Alice and John have been married for 50 years. They do not have existing wills. John has a son from a previous relationship who is estranged, and they have two joint daughters. John has been diagnosed with advanced dementia and no longer has testamentary capacity. Alice believes that if she died before him, John would most likely go into care.

She wishes to make a new will gifting her entire estate to their children. She does not wish to make provision for John for two reasons. Firstly, she would not want assets inherited by John to pass to his estranged son under John’s intestacy. Secondly, she worries that any assets inherited by John would be used towards his care.

What’s the problem?

Whilst Alice is able to exclude John from the provisions of her will, consideration should be given to the Inheritance (Provision for Family and Dependants) Act 1975 (the 1975 Act).

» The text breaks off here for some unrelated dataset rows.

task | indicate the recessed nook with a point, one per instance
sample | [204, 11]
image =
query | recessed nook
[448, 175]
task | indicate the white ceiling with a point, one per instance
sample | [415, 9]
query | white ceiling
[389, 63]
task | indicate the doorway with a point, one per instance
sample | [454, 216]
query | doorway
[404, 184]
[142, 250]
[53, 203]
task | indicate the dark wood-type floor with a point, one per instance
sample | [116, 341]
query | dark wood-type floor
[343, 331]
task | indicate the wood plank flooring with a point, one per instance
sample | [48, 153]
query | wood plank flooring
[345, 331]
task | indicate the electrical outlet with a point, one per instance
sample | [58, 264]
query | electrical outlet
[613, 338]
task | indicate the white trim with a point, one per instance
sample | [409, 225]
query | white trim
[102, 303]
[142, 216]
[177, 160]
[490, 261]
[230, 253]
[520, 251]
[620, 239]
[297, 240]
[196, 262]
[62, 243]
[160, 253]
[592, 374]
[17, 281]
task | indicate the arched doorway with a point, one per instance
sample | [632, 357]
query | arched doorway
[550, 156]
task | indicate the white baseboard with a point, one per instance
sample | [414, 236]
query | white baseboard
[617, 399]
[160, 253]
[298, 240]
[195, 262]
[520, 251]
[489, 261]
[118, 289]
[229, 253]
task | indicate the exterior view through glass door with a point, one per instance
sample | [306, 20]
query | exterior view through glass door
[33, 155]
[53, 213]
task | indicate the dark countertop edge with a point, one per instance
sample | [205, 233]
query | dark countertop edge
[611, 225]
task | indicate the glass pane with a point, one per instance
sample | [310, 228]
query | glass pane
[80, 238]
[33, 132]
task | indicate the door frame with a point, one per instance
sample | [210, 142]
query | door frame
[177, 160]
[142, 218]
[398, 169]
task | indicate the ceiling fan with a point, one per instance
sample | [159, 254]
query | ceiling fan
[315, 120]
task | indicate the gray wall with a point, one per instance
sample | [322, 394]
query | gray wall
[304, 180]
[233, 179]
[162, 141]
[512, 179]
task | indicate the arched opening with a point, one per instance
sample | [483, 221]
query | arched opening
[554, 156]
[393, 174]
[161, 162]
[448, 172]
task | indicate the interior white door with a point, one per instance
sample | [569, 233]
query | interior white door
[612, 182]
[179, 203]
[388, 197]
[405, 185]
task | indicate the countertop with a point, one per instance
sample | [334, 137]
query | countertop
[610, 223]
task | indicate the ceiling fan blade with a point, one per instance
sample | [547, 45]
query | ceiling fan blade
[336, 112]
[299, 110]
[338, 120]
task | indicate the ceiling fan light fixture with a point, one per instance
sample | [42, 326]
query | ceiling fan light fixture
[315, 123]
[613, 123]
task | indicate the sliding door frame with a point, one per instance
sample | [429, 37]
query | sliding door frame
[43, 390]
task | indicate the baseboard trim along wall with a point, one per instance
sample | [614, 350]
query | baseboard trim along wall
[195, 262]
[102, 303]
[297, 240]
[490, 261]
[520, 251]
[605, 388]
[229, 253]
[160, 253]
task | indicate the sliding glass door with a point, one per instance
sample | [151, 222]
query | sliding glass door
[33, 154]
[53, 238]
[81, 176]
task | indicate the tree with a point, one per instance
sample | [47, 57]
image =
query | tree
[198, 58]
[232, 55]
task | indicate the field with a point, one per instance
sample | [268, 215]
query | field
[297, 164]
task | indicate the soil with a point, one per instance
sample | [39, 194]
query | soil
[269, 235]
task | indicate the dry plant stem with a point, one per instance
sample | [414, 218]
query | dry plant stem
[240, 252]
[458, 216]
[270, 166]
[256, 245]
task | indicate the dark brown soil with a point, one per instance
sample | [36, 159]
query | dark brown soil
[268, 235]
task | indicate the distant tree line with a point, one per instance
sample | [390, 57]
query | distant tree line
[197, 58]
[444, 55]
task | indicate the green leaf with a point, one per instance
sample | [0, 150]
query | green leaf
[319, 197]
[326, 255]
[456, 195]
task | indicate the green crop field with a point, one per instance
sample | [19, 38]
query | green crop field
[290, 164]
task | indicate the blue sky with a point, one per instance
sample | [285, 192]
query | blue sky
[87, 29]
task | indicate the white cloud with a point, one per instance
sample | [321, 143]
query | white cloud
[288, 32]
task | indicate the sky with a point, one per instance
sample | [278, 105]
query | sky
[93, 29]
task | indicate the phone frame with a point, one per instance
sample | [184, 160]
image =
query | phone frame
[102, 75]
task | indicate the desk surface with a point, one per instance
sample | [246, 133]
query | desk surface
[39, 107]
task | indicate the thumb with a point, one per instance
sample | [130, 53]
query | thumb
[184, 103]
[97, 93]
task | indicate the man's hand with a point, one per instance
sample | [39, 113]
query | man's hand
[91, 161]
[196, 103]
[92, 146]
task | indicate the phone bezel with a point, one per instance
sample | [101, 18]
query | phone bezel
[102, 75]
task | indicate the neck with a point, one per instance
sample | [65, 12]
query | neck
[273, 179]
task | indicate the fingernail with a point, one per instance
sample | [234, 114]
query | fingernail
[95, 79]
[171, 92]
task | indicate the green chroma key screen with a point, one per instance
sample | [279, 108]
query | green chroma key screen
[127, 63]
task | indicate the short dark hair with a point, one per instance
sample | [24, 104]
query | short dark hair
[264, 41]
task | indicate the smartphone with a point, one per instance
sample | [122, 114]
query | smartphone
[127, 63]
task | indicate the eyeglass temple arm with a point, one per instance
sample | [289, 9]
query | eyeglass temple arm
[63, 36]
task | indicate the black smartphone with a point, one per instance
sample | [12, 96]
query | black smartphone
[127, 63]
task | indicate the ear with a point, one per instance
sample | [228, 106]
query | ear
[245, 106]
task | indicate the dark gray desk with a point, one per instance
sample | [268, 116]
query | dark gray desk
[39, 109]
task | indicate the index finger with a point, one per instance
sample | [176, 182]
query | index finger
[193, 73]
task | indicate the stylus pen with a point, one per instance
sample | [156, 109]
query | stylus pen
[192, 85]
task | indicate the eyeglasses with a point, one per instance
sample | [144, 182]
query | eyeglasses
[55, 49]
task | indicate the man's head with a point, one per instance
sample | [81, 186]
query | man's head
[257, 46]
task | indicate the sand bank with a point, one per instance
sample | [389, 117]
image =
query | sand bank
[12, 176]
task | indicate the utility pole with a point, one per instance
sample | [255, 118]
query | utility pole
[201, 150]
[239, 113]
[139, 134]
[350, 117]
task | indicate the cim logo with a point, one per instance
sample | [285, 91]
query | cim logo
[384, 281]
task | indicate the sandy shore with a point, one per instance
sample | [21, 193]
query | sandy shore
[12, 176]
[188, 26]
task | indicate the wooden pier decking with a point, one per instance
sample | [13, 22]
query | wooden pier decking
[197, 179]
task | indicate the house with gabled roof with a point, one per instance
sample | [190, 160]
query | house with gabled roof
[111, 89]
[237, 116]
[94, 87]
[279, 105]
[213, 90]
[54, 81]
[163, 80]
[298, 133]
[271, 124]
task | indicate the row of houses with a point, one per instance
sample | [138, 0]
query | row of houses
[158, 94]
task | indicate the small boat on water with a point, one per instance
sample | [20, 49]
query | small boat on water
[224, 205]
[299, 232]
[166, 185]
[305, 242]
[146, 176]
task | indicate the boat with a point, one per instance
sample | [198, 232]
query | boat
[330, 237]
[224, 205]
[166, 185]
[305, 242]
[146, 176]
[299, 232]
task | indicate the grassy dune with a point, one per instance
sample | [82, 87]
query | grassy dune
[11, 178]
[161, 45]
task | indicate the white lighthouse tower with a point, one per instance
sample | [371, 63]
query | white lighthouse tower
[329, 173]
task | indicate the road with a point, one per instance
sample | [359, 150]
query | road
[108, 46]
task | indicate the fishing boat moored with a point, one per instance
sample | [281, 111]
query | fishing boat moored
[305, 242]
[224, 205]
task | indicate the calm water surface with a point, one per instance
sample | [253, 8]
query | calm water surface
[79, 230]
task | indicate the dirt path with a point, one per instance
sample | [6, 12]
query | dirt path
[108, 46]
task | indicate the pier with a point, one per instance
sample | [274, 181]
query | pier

Excluding him entirely could leave open arguments that she has not provided him with reasonable provision. Whilst John is unlikely to attempt an application under the 1975 Act himself, there is a risk that an application could be brought on his behalf.

Solution

Rather than excluding John entirely, Alice may wish to consider placing part or all of her estate into a life interest trust for him. Under the terms of the trust, John would be entitled to all income from the trust but the trust capital would not be owned by him and therefore can be protected for her children to inherit on John’s death. It would not pass to John’s son and the capital could not be used towards funding John’s care. This would ensure that John still receives some benefit from the estate and should assist if a 1975 Act application is made in the event that Alice predeceased him.